Tidak ada satupun driver ojol yang dia kenal di tempat itu, sehingga dia menghabiskan waktunya, menunggu orderan masuk lagi dengan melakukan trading forex.



Trading saham hanya dilakukannya di awal pembukaan pasar saham Indonesia atau BEI dan sepuluh menit sebelum penutupan pasar tersebut.



Tentu saja Tan tidak perlu melihat pergerakan harga pasar saham seperti pasar forex karena pergerakan harga pasar saham dengan forex sangat berbeda kecepatan.



Harga forex sangat cepat perubahannya sehingga perlu diperhatikan dengan seksama agar tidak mendapatkan kerugian yang cukup besar bila sewaktu-waktu harga forex yang di beli oleh Tan jatuh.



Sangat berbeda dengan harga pasar saham yang pergerakan harganya lumayan lambat dari pergerakan harga forex sehingga Tan hanya melakukan transaksi pembelian di awal pembukaan dan penjualan di 10 menit akhir penutupan pasar saham Indonesia.



Selagi Tan berkosentrasi dengan trading forex, sebuah orderan muncul di layar ponselnya. Dia segera mengakhiri trading forex tersebut dengan melakukan setting otomatis penjualan dengan harga yang telah di tetapkan pada semua forex yang dia beli sebelumnya.



Orderan yang dia terima adalah orderan penumpang dan titik lokasi penjemputan nya berada di H-mall.

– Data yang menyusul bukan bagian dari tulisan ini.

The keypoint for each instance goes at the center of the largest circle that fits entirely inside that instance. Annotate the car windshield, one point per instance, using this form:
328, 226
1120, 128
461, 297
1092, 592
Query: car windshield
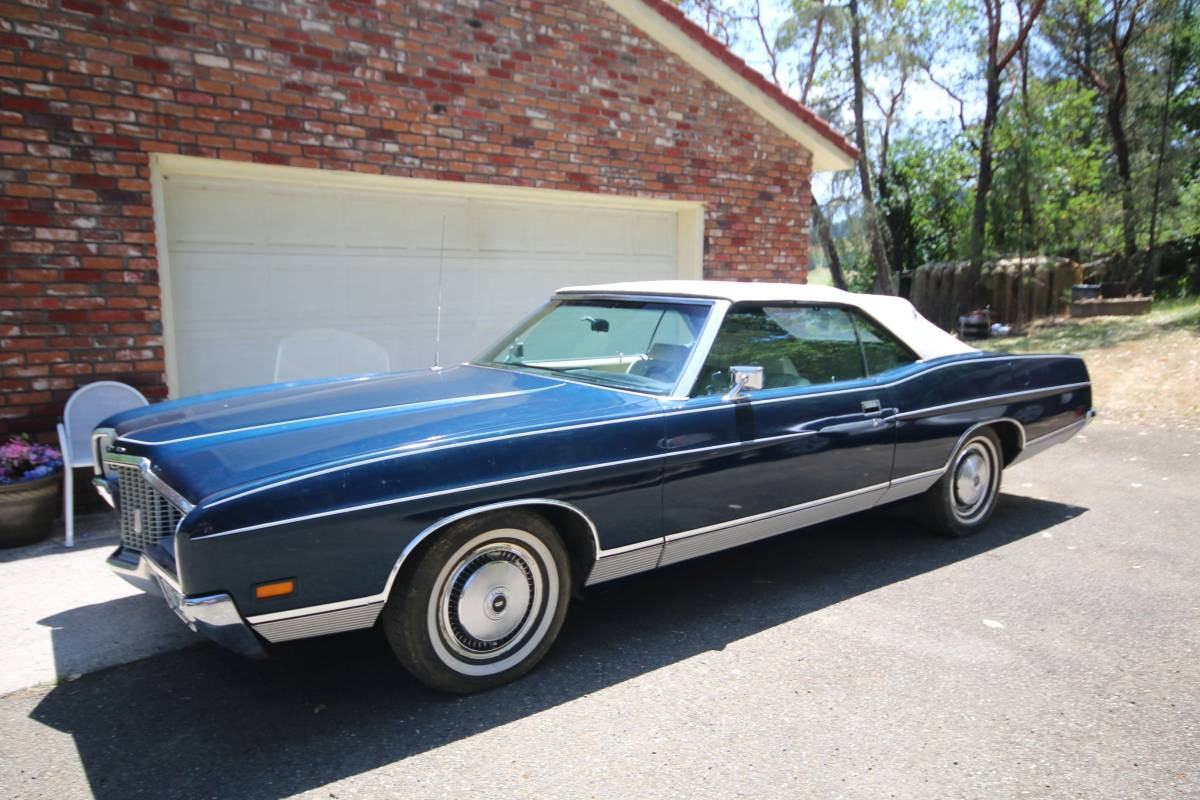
641, 346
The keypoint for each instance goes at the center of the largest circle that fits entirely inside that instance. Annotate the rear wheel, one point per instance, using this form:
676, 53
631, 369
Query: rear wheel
483, 605
963, 500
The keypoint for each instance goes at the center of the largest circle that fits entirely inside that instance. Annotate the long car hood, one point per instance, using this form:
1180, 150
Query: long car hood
214, 444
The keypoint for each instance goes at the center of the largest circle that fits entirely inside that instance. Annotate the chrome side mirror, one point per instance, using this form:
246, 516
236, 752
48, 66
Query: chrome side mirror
743, 378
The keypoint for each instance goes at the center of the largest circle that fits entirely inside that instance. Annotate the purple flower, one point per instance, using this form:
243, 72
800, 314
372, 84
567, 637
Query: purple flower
24, 461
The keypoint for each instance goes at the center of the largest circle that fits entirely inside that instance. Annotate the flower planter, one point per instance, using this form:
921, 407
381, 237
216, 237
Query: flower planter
28, 509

Tanpa basa-basi lagi, Tan segera melajukan motornya ke lokasi titik lokasi penjemputan tersebut. Pihak H-mall telah menyediakan lokasi khusus untuk driver ojol, khusus motor agar lebih mudah menjemput atau menurunkan penumpang.

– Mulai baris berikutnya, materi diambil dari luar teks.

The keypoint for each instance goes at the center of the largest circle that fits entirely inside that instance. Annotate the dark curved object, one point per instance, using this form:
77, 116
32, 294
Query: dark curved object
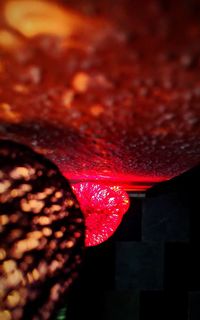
41, 234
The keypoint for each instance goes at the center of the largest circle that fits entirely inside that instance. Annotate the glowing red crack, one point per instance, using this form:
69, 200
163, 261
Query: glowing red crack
103, 207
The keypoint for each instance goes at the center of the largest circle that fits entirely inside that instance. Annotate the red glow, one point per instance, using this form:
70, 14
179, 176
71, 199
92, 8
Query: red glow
103, 207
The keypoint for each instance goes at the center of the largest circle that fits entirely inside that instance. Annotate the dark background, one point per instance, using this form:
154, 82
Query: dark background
150, 268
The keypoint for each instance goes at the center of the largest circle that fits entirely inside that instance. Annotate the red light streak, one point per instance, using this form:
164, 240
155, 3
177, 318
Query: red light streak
103, 207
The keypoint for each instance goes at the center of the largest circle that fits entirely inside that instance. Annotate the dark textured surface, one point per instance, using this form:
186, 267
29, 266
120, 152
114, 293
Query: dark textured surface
41, 234
146, 272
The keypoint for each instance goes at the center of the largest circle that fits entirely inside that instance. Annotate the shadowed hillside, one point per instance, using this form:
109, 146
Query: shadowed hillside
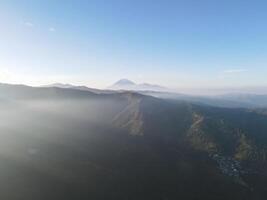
72, 144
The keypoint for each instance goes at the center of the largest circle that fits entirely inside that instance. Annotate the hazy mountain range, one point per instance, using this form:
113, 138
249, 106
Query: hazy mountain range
125, 84
230, 100
67, 143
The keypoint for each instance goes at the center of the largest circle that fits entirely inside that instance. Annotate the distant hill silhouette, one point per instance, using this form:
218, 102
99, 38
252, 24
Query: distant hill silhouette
65, 143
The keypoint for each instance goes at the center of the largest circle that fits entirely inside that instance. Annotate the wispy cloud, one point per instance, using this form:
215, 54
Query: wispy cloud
234, 71
28, 24
52, 29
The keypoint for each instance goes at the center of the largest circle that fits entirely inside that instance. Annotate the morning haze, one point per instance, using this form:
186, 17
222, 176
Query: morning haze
138, 100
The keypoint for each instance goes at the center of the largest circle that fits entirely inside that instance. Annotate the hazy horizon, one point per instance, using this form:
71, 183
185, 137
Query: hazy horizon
189, 45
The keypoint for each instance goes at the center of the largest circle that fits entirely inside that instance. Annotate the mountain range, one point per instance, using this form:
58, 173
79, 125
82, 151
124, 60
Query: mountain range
125, 84
75, 143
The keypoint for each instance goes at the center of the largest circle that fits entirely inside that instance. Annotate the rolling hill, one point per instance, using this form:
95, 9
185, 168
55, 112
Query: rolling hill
65, 143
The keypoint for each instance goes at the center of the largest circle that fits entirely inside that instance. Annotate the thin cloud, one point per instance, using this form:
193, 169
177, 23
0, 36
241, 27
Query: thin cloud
28, 24
234, 71
52, 29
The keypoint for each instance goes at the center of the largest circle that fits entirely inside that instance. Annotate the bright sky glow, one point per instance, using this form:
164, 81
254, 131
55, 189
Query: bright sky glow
178, 44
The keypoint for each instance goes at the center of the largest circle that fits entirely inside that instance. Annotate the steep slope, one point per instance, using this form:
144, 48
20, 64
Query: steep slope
70, 144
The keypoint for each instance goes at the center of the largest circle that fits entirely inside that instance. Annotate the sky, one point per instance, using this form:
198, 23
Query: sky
174, 43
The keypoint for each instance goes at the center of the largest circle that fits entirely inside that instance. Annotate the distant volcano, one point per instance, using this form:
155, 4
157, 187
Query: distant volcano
125, 84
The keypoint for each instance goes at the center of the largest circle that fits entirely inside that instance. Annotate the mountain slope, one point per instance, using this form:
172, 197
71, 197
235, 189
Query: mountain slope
70, 144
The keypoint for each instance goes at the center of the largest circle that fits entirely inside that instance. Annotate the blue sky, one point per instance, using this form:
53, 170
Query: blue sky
179, 44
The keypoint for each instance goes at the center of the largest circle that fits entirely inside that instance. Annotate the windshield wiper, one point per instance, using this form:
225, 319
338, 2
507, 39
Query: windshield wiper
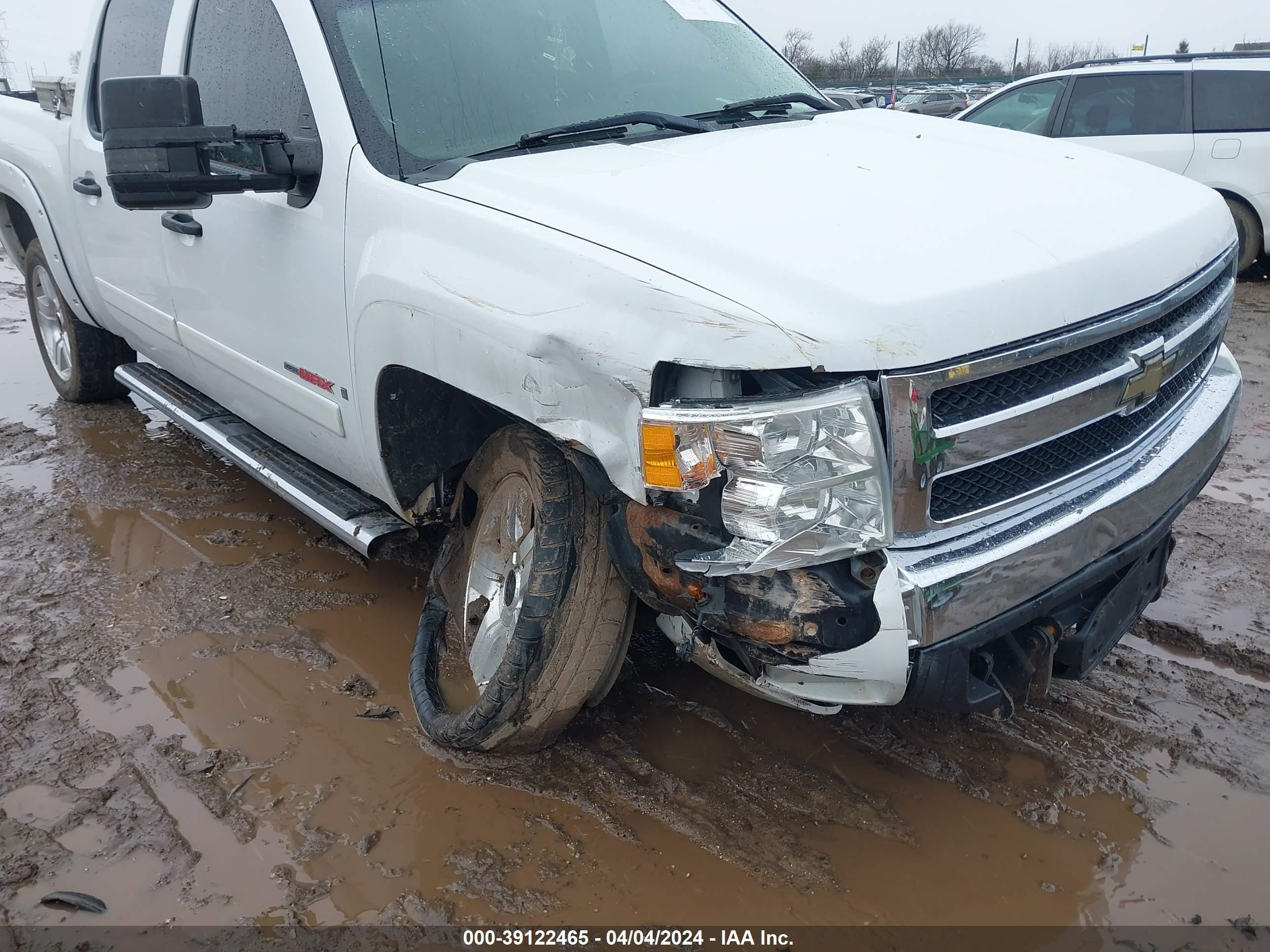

Saat tiba di lokasi khusus tersebut, Tan baru melihat nama yang melakukan order adalah orang yang dia antar sebelumnya.



"Ternyata order yang aku pesan didapatkan oleh bapak lagi." Ujar Azrina yang masih memanggil Tan dengan panggilan bapak.



"Iya kak, mungkin hari ini memang sudah takdirnya aku membantu aktivitas kakak." Ucap Tan sambil memberikan helm ojolnya pada perempuan itu.



Azrina menerima helm tersebut, memakainya di kepala dan segera menaiki motor matic Tan di bagian belakang.



Tan segera melajukan motornya itu dengan titik tujuan di tempat yang sama saat dia menjemput Azrina sebelumnya.



Dalam perjalanan tersebut juga sama seperti sebelumnya, tidak ada percakapan terjadi.



Tan sibuk dengan urusannya mengendarai motor dengan penuh kehati-hatian dan kenyamanan sedangkan Azrina hanya menatap jalanan dengan pandangan yang hampir seperti orang melamun.